In between combat missions you're given several open hub areas to explore. This is where you would imagine the hardware would have issues keeping up. I was ready for these issues, but they never showed up. These maps are quite large, and you're often flying through them at rather ridiculous speeds. Add in destructible environments, and it's a recipe for disaster for most games. Those just don't have Goku in them to carry the experiences, I guess. The draw distance is quite large, and pop-in is handled incredibly well. In the intermission between the first two arcs, I flew Gohan from his house to the nearby city. Such a rapid change of location simply had to strain it, right? Nope. Handled it with no problem. I'm sure some of you reading this who don't bother with Switch ports might find my feelings to be overexaggerated for effect, but it's really rare for open-world games to function properly on this system. Us Switch fans are desperate for new hardware revisions, you have no idea.

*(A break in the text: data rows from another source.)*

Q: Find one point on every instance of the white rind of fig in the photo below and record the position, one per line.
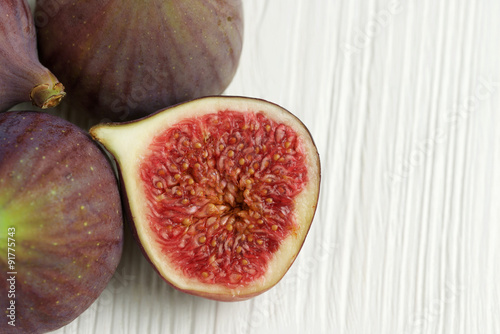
(128, 142)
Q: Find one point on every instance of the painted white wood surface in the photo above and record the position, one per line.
(403, 99)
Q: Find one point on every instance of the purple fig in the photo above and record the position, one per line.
(61, 227)
(22, 77)
(125, 59)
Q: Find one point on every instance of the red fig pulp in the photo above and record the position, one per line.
(22, 77)
(128, 58)
(221, 192)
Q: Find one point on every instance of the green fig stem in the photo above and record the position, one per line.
(44, 96)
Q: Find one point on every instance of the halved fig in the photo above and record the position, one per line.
(221, 192)
(22, 77)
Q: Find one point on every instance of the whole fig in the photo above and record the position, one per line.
(124, 59)
(61, 225)
(22, 77)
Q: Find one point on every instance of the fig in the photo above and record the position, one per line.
(221, 192)
(61, 226)
(22, 77)
(125, 59)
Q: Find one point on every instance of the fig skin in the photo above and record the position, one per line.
(126, 59)
(58, 191)
(129, 144)
(22, 77)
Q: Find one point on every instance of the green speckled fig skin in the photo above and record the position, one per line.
(22, 77)
(59, 192)
(124, 59)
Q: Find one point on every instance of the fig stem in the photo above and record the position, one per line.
(44, 96)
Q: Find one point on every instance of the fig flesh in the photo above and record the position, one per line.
(22, 77)
(221, 192)
(153, 54)
(60, 221)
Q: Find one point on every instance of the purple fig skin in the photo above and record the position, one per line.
(22, 77)
(124, 59)
(59, 193)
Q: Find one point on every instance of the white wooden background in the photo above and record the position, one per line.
(403, 100)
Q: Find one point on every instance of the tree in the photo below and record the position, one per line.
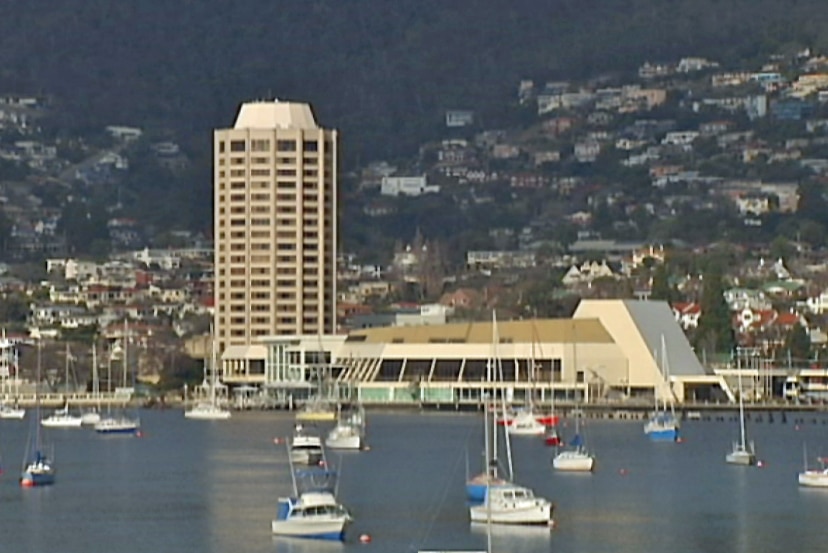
(798, 343)
(715, 332)
(661, 289)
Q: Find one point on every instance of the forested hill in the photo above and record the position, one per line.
(382, 71)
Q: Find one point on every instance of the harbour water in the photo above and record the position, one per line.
(198, 486)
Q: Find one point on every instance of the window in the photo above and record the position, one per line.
(259, 145)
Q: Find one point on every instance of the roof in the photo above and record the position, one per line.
(524, 331)
(275, 115)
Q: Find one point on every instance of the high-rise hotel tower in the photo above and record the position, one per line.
(275, 188)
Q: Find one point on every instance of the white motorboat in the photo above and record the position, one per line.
(311, 515)
(814, 478)
(344, 436)
(743, 452)
(512, 504)
(576, 458)
(118, 425)
(305, 449)
(62, 418)
(526, 423)
(10, 412)
(349, 432)
(209, 409)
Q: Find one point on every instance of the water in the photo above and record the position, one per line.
(211, 487)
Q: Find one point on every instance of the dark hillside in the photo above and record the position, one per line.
(380, 70)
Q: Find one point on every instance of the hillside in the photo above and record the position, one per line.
(379, 70)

I guess if I had to offer some complaints, the only one that really comes to mind is file size. The amount of content, voice acting, and pre-rendered videos make the download size end up being a whopping 16.5 GBs. I have no idea how the physical release will handle this, but make sure to have a micro SD card prepared. 

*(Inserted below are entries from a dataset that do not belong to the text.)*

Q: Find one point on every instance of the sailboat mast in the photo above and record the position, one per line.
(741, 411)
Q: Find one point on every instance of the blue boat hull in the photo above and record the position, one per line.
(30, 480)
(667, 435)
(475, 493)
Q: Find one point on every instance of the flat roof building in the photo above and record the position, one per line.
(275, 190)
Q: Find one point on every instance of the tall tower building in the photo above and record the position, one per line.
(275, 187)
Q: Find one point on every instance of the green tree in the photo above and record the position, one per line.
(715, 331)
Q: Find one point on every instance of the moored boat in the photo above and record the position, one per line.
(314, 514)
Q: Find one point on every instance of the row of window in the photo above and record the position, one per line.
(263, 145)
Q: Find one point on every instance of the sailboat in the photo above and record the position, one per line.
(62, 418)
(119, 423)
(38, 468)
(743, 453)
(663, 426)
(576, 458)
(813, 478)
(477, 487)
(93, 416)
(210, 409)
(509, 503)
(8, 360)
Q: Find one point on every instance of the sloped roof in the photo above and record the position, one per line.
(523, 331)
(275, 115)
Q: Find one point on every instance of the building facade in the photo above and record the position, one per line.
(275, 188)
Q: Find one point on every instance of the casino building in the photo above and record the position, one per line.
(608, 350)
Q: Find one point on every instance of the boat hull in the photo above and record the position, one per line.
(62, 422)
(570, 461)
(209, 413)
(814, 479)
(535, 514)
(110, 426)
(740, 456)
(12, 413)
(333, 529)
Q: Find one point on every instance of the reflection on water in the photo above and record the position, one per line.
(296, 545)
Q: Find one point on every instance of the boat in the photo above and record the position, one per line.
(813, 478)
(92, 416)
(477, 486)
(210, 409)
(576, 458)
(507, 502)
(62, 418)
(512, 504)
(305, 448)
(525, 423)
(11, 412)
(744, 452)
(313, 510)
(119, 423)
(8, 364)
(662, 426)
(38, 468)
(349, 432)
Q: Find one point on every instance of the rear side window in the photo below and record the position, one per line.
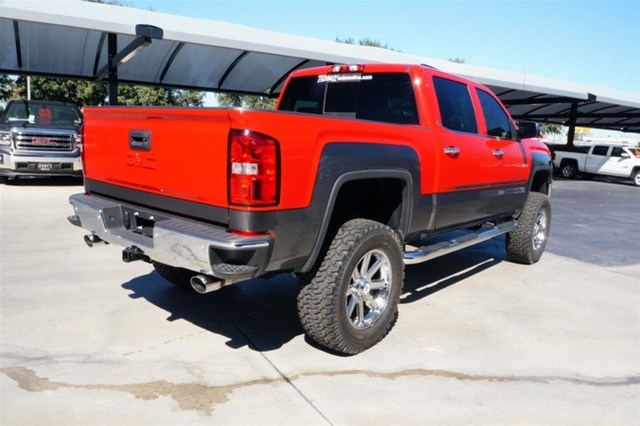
(384, 97)
(497, 121)
(600, 150)
(456, 109)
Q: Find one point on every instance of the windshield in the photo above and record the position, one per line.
(34, 112)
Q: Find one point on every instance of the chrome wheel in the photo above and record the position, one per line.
(540, 230)
(568, 171)
(368, 289)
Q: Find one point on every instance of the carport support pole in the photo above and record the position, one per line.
(112, 42)
(573, 115)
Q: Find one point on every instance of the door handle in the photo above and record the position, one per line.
(452, 151)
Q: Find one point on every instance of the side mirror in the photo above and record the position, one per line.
(528, 129)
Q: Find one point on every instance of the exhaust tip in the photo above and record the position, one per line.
(91, 239)
(204, 284)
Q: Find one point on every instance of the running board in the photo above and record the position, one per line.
(422, 254)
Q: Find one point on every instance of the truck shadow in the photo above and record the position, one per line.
(261, 314)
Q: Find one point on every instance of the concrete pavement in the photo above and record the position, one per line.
(87, 339)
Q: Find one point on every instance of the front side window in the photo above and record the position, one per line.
(38, 112)
(617, 152)
(497, 121)
(456, 109)
(600, 150)
(385, 97)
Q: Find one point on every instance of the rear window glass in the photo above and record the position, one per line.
(385, 97)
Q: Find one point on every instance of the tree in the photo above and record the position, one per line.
(234, 100)
(57, 89)
(551, 129)
(366, 42)
(7, 86)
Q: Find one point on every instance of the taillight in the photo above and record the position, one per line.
(253, 169)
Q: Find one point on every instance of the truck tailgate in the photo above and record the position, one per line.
(173, 152)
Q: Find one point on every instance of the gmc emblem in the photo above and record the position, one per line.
(39, 140)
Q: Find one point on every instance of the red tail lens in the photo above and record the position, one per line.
(253, 169)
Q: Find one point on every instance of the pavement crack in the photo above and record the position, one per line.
(204, 398)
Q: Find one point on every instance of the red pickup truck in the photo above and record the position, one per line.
(353, 176)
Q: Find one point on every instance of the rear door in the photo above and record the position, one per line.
(616, 164)
(479, 174)
(596, 159)
(509, 168)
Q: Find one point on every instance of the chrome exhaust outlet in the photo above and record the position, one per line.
(204, 284)
(91, 239)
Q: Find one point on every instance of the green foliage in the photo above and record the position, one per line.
(158, 96)
(7, 86)
(85, 93)
(551, 129)
(366, 42)
(230, 100)
(53, 89)
(233, 100)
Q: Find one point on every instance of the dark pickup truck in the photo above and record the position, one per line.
(40, 138)
(361, 170)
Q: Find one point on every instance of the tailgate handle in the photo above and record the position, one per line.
(140, 140)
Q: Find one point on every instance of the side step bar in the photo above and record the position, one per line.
(422, 254)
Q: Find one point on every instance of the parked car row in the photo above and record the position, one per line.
(40, 138)
(605, 160)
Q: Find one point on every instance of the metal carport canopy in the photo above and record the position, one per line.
(75, 39)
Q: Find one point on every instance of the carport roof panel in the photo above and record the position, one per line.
(66, 38)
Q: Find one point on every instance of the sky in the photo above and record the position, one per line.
(584, 41)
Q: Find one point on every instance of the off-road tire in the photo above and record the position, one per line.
(336, 304)
(527, 242)
(177, 276)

I'll admit, that's a lot of gushing. So much so that you probably would assume me to be a biased DBZ super fan. Again, I'm not, but Kakarot left me with such an amazing first impression that I couldn't help myself. I was looking for things to criticize, but the port is so great that I was left with almost nothing. Yeah it doesn't look as good as the console version, and yeah it runs slightly worse. However, the fact that this underdog version stacks up at all to its bigger brothers is impressive… and thematically fitting. Most good ports on this system tend to be turn-based RPGs (and even then, not always), like the exceptional Dragon Quest XI S. Conveniently, that also features art by Akira Toriyama and a "Dragon" motif. Coincidence? I think not. An action game with such an emphasis on style and speed, running this good? On the Switch? Almost unheard of. 


Kakarot is definitely a flawed game, and George's criticisms in his reviews certainly hold up. It's not too mechanically dense and the gameplay loop can often be rather repetitive. There are plenty of blemishes, and there's a lot that could be seen as unpolished. But all that aside, this is still a wonderful time. It's just a fun, comfortable time with tons of fanservice and more depth than almost any other licensed anime game on the market. There's this infectious energy that makes it hard not to find things to love despite the gripes, and if that's not the spirit of Dragon Ball then I don't know what is. I was not expecting to love Kakarot, or find my experience on the Switch version so remarkable. CyberConnect accomplished nothing short of a miracle here, this port is Krillin it. My expectations were admittedly low, and that was unfair of me. The breakneck pace and the great presentation make this port a bar that will be hard to meet. Goku always wins, but he's always looking for competition.